Continuing with our examples of Album objects, let’s suppose we have a list of Albums that we are working with. For the purposes of this example, let’s assume Album objects have the following fields:

  • String title
  • String artist
  • int year
  • long unitsSold
  • double price

We are given the following problem prompt:

Write a program that consumes a list of Album objects, and, for the Albums released after the year 2000, computes the average number of units they have sold.

Let’s consider two solutions to this problem: one using regular for-each loops, like we are used to, and one using streams and lambdas.

A for-each loop solution

As you read the code below, try to identify usage of the map or filter patterns.

public static double averageSalesAfter2000(List<Album> albums) {
  long sum = 0;
  int albumsAfter2000 = 0;

  for (Album current : albums) {
    if (album.getYear() > 2000) {
      long sales = album.getSales();
      sum = sum + sales;
      albumsAfter2000 = albumsAfter2000 + 1;
    }
  }

  if (albumsAfter2000 > 0) {
    return sum / albumsAfter2000;
  } else {
    return 0;
  }
}

A streams solution

The same problem can be solved using streams.
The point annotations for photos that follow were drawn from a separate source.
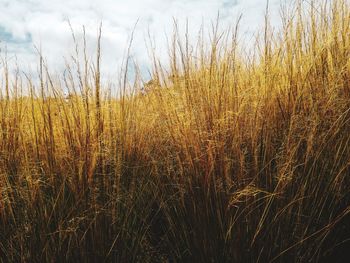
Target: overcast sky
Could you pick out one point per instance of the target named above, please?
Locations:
(28, 23)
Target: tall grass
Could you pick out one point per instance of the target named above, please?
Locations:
(230, 154)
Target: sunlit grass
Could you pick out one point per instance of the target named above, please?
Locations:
(229, 154)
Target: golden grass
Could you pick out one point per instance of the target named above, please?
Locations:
(229, 156)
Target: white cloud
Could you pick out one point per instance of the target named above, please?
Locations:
(45, 22)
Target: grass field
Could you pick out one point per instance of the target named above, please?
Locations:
(229, 154)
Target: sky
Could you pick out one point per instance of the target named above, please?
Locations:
(29, 24)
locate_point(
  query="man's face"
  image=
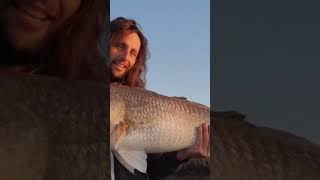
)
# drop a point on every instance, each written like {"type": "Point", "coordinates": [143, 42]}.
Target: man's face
{"type": "Point", "coordinates": [29, 23]}
{"type": "Point", "coordinates": [123, 53]}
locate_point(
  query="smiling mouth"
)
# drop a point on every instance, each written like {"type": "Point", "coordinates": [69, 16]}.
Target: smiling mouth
{"type": "Point", "coordinates": [33, 10]}
{"type": "Point", "coordinates": [120, 66]}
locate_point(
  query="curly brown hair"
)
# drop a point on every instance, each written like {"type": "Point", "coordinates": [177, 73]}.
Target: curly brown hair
{"type": "Point", "coordinates": [136, 76]}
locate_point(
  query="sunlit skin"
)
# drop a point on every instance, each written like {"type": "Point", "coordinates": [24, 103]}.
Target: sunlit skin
{"type": "Point", "coordinates": [28, 24]}
{"type": "Point", "coordinates": [123, 53]}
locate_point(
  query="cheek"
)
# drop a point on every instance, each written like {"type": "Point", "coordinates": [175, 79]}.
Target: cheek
{"type": "Point", "coordinates": [113, 53]}
{"type": "Point", "coordinates": [132, 62]}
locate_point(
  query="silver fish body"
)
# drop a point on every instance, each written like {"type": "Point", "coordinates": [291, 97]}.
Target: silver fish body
{"type": "Point", "coordinates": [143, 120]}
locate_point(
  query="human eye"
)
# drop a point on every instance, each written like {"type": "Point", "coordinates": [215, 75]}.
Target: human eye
{"type": "Point", "coordinates": [119, 46]}
{"type": "Point", "coordinates": [133, 53]}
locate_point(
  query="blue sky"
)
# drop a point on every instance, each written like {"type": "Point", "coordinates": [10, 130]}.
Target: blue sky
{"type": "Point", "coordinates": [179, 38]}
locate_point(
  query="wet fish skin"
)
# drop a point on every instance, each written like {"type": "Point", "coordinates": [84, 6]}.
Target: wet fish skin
{"type": "Point", "coordinates": [152, 123]}
{"type": "Point", "coordinates": [243, 151]}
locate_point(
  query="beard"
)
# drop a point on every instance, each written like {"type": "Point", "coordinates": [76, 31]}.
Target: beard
{"type": "Point", "coordinates": [12, 56]}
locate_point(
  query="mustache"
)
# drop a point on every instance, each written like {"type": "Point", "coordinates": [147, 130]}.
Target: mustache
{"type": "Point", "coordinates": [119, 60]}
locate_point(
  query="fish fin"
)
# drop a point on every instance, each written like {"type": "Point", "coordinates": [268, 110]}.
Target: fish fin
{"type": "Point", "coordinates": [132, 159]}
{"type": "Point", "coordinates": [118, 135]}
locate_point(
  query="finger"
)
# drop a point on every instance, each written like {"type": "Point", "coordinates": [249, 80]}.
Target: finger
{"type": "Point", "coordinates": [199, 137]}
{"type": "Point", "coordinates": [209, 142]}
{"type": "Point", "coordinates": [205, 142]}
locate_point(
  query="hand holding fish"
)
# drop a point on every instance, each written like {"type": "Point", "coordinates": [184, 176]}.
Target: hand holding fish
{"type": "Point", "coordinates": [201, 148]}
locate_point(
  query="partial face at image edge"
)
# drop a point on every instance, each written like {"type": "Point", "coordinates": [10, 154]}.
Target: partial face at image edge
{"type": "Point", "coordinates": [29, 23]}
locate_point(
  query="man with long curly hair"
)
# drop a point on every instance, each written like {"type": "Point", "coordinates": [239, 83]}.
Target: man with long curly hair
{"type": "Point", "coordinates": [128, 56]}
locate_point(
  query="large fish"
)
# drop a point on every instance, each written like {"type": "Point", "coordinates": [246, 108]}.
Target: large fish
{"type": "Point", "coordinates": [143, 122]}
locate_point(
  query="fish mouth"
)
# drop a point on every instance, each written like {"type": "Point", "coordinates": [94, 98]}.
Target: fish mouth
{"type": "Point", "coordinates": [37, 10]}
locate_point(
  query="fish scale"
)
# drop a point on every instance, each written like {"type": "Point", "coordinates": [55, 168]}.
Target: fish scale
{"type": "Point", "coordinates": [153, 123]}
The code is below, and an explanation of each line follows.

public static double averageSalesAfter2000(List<Album> albums) {
  OptionalDouble result =  albums.stream() // Stream<Album>
    .filter(a -> a.getYear() > 2000) // Stream<Album>
    .mapToLong(a -> a.getUnitsSold()) // LongStream 
    .average(); // OptionalDouble

  // After filtering, there may not be any albums left.
  // In that case, we just return 0.
  return result.orElse(0);
}

In the code above, we have organised a series of computations into a stream pipeline.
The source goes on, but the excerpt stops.